If you want to improve your chances of a mortgage approval with favorable terms, these are the top 5 things you should do before applying for a mortgage.
1. Know How Much You Can Spend
Most lenders use what's called the 28/32/40 rule. That means your monthly mortgage payment must be no more than 28% of your gross income, your total housing payments should be no more than 32% and your maximum total monthly debt payments
- including your potential mortgage, car loans, student loans, line of credits, and any other payments you make must accumulate to no more than 40% of your gross income. There can be slight variance to these ratios, but it's a fairly dependable guideline for figuring out your mortgage limit.
RELATED ARTICLE: Mortgage Affordability - How Much Can You Afford?

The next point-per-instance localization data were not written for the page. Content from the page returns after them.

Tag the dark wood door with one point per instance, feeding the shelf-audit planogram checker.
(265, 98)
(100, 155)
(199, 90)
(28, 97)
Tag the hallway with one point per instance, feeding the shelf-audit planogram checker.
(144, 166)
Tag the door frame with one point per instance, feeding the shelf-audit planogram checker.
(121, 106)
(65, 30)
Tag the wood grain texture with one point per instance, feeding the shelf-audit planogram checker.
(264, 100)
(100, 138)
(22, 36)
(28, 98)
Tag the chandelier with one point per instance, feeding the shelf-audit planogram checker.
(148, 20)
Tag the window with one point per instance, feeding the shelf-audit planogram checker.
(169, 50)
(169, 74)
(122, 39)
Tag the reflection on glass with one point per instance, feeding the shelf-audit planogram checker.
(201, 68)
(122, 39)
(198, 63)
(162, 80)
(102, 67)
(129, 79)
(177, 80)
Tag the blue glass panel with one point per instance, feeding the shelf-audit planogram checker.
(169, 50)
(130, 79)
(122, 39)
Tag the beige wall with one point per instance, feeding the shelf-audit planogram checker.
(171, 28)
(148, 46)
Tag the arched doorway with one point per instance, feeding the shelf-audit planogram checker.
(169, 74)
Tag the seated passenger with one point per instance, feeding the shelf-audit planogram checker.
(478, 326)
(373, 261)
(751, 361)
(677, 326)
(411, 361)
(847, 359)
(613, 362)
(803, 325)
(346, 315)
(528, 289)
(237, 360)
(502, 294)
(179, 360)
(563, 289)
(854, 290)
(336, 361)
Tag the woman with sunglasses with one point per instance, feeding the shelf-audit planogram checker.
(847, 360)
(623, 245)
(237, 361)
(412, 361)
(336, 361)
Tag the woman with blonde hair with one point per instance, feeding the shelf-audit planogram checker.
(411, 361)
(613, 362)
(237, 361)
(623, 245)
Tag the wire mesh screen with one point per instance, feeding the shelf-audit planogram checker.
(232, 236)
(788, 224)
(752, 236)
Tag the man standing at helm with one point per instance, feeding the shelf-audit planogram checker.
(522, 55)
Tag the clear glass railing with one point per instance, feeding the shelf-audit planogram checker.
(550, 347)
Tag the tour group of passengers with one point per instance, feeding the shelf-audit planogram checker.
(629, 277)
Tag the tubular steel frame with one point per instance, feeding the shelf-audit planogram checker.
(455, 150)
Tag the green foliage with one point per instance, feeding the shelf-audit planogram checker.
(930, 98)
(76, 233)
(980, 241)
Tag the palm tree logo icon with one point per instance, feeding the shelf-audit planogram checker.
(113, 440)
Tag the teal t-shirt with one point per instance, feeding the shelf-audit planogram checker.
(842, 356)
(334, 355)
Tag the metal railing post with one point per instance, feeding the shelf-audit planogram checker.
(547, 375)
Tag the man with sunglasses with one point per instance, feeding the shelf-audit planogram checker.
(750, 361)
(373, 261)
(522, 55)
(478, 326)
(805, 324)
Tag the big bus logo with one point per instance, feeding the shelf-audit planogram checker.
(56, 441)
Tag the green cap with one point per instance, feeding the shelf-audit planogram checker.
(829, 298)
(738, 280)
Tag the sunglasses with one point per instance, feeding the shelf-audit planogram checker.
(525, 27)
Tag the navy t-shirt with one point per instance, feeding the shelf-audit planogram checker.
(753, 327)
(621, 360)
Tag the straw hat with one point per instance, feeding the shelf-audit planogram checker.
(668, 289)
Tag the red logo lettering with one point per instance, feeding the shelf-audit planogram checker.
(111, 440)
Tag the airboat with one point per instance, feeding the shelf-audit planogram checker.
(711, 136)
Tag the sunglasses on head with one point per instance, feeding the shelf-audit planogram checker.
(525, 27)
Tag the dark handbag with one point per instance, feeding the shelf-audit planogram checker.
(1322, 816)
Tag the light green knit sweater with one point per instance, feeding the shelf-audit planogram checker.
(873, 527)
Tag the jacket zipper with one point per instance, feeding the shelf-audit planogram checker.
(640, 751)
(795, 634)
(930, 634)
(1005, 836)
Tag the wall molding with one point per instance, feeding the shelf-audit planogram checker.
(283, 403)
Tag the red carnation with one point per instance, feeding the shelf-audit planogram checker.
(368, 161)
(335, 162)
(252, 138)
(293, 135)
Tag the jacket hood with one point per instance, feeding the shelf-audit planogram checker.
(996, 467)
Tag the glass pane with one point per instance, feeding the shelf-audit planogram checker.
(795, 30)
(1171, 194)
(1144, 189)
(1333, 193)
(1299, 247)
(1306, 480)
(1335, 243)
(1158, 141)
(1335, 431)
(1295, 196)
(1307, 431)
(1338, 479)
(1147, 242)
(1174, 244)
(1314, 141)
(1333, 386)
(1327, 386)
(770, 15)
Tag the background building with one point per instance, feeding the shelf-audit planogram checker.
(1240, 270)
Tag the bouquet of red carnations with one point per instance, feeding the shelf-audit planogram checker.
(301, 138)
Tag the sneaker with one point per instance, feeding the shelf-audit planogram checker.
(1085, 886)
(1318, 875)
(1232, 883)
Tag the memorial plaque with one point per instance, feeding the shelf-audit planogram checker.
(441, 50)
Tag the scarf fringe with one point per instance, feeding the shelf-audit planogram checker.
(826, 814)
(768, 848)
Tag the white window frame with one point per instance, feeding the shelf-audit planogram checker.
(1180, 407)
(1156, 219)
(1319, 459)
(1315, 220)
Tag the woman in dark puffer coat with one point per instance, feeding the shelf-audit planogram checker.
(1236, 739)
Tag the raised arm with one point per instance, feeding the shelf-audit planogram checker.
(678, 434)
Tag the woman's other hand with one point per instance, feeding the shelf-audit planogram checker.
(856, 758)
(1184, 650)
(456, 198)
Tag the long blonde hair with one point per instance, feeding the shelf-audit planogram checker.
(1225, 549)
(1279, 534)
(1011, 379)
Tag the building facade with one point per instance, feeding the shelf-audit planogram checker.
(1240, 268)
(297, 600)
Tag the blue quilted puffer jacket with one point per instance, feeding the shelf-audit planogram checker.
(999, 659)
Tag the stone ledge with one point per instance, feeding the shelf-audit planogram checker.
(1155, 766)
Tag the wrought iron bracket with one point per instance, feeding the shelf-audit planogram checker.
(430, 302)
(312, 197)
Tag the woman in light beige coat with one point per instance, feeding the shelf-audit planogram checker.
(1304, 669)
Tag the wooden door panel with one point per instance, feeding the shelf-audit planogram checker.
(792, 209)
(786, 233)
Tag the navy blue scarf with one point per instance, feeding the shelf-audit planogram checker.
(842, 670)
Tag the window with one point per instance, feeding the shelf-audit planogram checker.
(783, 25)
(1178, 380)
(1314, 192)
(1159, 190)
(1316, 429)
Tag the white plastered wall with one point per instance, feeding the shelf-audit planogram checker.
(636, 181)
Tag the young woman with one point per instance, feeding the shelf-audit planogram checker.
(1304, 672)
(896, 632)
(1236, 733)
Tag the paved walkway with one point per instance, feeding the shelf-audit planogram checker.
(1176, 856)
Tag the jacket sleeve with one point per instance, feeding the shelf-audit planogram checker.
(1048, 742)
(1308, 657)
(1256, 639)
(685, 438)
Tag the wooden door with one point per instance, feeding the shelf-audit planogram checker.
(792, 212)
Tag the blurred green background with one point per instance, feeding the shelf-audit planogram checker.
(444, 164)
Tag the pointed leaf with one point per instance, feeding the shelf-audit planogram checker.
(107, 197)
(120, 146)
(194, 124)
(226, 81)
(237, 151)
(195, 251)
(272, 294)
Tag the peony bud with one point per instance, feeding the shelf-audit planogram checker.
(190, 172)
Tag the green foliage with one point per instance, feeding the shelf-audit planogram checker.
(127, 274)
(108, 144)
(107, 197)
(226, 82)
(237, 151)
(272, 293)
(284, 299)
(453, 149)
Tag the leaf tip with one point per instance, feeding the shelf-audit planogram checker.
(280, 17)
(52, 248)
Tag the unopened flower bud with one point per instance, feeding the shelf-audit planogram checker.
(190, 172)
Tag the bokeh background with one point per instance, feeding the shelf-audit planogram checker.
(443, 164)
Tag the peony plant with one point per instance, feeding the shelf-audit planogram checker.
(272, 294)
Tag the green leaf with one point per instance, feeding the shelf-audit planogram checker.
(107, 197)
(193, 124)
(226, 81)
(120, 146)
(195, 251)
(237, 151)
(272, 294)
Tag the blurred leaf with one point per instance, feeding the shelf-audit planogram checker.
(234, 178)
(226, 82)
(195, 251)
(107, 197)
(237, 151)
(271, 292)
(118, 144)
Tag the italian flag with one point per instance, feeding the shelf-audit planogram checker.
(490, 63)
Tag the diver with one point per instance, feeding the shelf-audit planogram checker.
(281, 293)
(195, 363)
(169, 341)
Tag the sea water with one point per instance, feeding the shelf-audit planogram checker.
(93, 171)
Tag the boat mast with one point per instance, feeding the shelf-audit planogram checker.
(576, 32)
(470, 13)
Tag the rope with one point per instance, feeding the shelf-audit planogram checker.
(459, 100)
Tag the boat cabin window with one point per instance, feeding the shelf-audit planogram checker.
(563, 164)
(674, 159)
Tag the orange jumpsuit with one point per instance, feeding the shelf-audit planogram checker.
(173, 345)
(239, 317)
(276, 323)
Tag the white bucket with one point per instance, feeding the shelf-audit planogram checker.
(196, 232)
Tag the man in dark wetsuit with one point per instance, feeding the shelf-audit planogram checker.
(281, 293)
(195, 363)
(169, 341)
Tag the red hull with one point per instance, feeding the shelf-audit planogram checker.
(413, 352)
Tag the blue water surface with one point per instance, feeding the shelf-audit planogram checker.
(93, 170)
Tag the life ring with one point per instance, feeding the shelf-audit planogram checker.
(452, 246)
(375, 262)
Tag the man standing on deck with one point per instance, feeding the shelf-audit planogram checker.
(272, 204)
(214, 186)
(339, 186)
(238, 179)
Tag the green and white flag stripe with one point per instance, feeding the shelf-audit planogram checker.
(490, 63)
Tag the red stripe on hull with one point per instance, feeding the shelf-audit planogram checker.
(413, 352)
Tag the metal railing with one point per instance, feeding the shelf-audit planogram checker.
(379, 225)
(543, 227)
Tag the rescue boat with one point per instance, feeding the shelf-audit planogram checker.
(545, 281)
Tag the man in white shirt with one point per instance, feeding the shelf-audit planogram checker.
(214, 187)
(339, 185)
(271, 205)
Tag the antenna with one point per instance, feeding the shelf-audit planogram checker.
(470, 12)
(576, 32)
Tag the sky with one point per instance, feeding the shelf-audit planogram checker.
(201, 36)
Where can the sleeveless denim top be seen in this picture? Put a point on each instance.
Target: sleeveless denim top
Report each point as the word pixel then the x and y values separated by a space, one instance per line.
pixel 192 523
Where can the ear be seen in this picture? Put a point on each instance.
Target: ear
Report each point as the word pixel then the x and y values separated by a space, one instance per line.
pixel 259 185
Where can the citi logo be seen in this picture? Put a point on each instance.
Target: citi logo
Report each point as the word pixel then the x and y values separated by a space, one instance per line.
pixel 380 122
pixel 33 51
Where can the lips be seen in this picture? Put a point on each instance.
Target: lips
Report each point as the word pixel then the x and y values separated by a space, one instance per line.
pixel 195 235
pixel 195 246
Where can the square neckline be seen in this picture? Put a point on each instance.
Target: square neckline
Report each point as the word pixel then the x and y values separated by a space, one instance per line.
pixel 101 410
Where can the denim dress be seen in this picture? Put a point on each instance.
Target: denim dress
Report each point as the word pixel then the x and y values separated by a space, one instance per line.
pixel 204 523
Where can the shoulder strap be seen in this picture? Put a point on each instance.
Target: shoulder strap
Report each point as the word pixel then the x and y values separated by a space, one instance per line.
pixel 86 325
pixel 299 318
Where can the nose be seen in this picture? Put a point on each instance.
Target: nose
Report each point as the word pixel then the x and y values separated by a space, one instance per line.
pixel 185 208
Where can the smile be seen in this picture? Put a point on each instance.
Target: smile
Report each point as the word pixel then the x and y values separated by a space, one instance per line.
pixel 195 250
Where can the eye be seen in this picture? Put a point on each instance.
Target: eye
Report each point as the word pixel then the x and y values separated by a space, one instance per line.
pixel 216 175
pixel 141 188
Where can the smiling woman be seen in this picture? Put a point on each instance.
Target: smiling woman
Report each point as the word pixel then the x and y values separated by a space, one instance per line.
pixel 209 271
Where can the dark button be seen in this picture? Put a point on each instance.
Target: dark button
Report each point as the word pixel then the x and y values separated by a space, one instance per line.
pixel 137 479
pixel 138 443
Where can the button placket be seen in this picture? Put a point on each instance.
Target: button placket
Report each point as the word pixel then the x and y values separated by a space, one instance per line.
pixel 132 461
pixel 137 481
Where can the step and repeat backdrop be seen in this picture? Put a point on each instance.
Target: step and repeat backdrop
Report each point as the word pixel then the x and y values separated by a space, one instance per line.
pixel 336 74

2. Raise Your Credit Score
One of the key factors in determining whether or not you will get approved for a mortgage and what rate you will pay, is your credit score. Lenders typically like to see borrowers with a minimum credit score of 680 before approving mortgage applications. A lower credit score generally means the borrower is more of a risk and might be less capable of making mortgage payments on time. Once you know your credit score, there are a few things you can do to raise it, increasing your chances of getting more favorable terms.
RELATED ARTICLE: Don't Let A Low Credit Score Hold You Back - 6 Ways To Repair/Improve Your Credit Score
3. Pay Off Debt
As mentioned above, lenders do not want you to have more than 40% of your gross income committed to debt. One way to lower the ratio is to pay off credit card debt(s), car loan(s), and any other debts you may have. A tip is to start with the lowest amount and to concentrate on paying that off 1st while hitting the minimums on the others. Paying off these type debts is better said than done, so pay off if you can, but pay down as much as you can to have the balance no more than 50% of the credit limit, this relates specifically to revolving credit. This is one way that your credit score will start to improve - and paying on-time.
4. Know What You Need
When applying for a mortgage, lenders will want a package of documents. These can include recent pay stubs, most current Notice of Assessment from the CRA, employment Letter and T4’s if applicable. In addition to these documents, you must be prepared to provide bank statements to show proof of income deposits and bank statements to show proof of down payment funds (90 days). This gives you an idea of what type of documents lenders will require but, they are not limited to only these documents.
5. Avoid any big purchases
Even after you receive an approval for a mortgage, the lender will continue to monitor your finances throughout until the closing, this can even include pulling a 2nd credit report. One of the easiest ways to have your mortgage cancelled is to take on more debt before your mortgage closes.